Galore is the perfect name for Ann Marie’s perfume. She is abundance personified. She is graciousness. She is generosity. She holds her cup of life with both hands, raises it toward heaven and watches it overflow as if it were a fountain of youth. There is no end. The more she gets, the more she gives. The more she gives the more she gets. Logic will try to cap it, but like the BP oil spill in Mexico, it will not hold. Her time, her talents, her warm conversation, her culinary skills, her hosting abilities, her testimony, her curiosity, her compassion, her money, her hard work, her tenderness, her laughter, her tears: they cannot be contained. Nor should they be. She is a divine vessel for all of it; a good steward. We’ll be at Costco getting supplies for Thanksgiving and she will pass the children’s toy section and she will move her cart over in that direction like there was a big invisible magnet hidden under the display table. Though there are no little children in her immediate family, she will drop a doll in her cart, already almost full, and then something with some semblance of Mickey Mouseness, along with a Lego set and something that looks like Sophie….oh, and some PJ’s for baby Ruby. These are MY grandchildren. See what I mean?

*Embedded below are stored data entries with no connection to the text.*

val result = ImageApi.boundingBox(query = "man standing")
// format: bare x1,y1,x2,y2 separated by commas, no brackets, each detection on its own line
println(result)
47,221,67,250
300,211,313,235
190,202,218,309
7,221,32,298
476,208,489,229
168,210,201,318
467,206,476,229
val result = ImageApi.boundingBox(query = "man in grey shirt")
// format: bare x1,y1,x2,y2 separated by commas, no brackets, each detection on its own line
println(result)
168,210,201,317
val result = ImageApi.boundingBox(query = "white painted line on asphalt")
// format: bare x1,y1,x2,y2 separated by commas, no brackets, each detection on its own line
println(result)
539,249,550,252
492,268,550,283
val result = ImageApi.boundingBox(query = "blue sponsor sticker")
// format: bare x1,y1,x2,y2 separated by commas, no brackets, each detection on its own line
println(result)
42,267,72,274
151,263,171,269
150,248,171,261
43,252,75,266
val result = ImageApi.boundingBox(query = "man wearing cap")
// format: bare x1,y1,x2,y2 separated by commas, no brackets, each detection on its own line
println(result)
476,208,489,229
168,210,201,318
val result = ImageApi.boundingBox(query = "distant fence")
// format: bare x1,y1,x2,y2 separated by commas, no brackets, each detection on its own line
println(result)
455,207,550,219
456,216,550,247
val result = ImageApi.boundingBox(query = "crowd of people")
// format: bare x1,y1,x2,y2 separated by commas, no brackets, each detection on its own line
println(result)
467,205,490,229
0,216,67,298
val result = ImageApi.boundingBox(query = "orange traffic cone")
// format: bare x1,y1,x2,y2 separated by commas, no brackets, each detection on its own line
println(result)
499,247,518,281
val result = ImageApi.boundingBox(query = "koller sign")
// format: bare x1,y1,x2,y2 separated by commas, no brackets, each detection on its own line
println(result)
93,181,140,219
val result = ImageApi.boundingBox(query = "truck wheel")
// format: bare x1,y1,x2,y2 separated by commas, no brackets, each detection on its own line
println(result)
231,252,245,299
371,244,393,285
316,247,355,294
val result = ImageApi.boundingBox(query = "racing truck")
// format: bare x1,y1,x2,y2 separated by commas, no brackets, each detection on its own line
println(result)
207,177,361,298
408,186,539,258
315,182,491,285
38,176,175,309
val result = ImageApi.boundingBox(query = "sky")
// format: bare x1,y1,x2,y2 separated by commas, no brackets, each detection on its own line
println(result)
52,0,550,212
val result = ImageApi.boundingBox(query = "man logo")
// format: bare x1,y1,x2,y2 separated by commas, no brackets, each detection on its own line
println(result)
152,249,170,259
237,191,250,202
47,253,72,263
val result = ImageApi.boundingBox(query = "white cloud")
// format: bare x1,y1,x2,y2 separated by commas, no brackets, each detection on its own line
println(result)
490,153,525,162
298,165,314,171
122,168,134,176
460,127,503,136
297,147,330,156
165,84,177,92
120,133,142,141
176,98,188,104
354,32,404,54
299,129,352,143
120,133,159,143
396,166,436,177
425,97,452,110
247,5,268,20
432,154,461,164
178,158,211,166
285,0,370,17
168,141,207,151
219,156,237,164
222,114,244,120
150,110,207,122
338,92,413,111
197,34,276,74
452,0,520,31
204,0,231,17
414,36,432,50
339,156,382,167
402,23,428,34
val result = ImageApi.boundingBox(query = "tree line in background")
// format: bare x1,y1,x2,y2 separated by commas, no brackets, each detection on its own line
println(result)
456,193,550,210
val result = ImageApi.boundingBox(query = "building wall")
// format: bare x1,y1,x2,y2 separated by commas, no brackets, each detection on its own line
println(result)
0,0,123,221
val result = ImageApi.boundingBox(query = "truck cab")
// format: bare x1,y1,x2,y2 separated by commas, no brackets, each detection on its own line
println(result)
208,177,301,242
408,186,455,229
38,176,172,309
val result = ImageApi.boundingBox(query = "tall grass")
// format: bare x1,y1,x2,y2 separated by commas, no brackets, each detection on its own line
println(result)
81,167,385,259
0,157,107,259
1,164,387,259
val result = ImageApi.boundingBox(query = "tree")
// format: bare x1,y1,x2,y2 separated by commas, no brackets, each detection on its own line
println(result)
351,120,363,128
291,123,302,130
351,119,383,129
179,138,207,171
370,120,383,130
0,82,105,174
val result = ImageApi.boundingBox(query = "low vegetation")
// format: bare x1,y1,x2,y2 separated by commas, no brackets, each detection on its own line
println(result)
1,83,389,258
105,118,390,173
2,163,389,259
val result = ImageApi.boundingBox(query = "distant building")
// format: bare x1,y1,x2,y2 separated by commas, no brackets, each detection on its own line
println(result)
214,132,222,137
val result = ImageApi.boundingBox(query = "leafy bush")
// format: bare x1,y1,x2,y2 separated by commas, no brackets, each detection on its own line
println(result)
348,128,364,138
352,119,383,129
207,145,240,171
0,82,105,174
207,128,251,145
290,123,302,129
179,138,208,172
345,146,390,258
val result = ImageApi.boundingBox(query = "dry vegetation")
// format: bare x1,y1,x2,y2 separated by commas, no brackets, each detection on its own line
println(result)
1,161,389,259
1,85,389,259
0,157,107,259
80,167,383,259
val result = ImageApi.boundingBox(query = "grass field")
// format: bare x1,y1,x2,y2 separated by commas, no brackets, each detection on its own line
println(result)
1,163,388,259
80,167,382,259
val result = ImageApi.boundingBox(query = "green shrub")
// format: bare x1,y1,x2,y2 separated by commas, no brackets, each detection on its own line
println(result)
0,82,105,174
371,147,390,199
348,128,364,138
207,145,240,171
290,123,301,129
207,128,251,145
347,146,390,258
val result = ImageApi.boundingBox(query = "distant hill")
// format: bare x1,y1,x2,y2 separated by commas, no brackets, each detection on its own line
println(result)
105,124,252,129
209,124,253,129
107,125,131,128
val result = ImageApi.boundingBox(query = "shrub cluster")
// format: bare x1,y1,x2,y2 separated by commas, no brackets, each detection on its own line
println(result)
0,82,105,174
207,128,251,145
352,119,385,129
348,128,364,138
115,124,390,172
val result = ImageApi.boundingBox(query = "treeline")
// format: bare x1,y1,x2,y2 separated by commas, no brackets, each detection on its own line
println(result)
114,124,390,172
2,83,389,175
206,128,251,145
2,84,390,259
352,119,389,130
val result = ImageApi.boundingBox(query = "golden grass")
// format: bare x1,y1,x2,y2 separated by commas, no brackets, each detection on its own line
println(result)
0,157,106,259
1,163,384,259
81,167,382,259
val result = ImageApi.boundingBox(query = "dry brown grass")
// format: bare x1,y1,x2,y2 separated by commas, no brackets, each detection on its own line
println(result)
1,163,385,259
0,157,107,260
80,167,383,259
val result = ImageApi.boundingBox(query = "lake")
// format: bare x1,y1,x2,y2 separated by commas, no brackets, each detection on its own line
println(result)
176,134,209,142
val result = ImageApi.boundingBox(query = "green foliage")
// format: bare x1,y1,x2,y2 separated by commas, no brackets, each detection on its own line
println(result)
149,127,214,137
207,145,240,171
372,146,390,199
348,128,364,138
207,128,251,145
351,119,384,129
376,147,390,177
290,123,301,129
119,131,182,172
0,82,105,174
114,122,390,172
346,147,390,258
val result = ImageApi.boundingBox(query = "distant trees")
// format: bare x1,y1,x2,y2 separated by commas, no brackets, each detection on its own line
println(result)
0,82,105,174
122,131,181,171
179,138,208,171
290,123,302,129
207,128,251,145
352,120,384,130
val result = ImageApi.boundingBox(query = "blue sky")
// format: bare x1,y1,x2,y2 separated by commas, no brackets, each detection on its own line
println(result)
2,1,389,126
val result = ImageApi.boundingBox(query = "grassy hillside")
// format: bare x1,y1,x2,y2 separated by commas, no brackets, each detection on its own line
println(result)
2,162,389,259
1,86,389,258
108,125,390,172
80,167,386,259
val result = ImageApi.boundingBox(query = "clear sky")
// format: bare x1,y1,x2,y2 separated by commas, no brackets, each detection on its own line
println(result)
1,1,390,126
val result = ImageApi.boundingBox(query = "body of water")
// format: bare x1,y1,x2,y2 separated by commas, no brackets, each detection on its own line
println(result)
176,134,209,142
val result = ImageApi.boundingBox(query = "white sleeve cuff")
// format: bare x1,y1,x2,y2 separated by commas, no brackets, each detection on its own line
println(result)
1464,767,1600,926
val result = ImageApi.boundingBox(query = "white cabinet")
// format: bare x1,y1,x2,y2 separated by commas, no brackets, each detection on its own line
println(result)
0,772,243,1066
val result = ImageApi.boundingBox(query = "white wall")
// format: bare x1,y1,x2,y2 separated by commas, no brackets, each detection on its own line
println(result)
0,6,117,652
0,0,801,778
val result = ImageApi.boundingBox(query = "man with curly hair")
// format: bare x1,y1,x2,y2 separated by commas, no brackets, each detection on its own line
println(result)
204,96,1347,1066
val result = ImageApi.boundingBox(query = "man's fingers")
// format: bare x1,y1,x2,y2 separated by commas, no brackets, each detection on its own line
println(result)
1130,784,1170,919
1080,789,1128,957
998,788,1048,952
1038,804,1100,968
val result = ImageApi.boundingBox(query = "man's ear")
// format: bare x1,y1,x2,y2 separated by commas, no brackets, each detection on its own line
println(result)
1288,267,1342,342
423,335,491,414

My mom used to struggle to restrain her concern about Ann Marie’s health. She worked so hard, and got so tired.
“But it makes me happy, Mom.” she would say between yawns.
Like I said, Galore does not smell the same on my skin.
That was 54 years ago. Mom is nearly 87 years old now.
Yesterday Ann Marie drove all day, from Sacramento to Salt Lake City, arriving at Mom and Libby’s house at about one in the morning. She and Mike had come to drop Joseph off at BYU. Joseph is the youngest of Mom’s grandchildren, the caboose of the little train following the big red engine. He is a tall, handsome delight of a boy.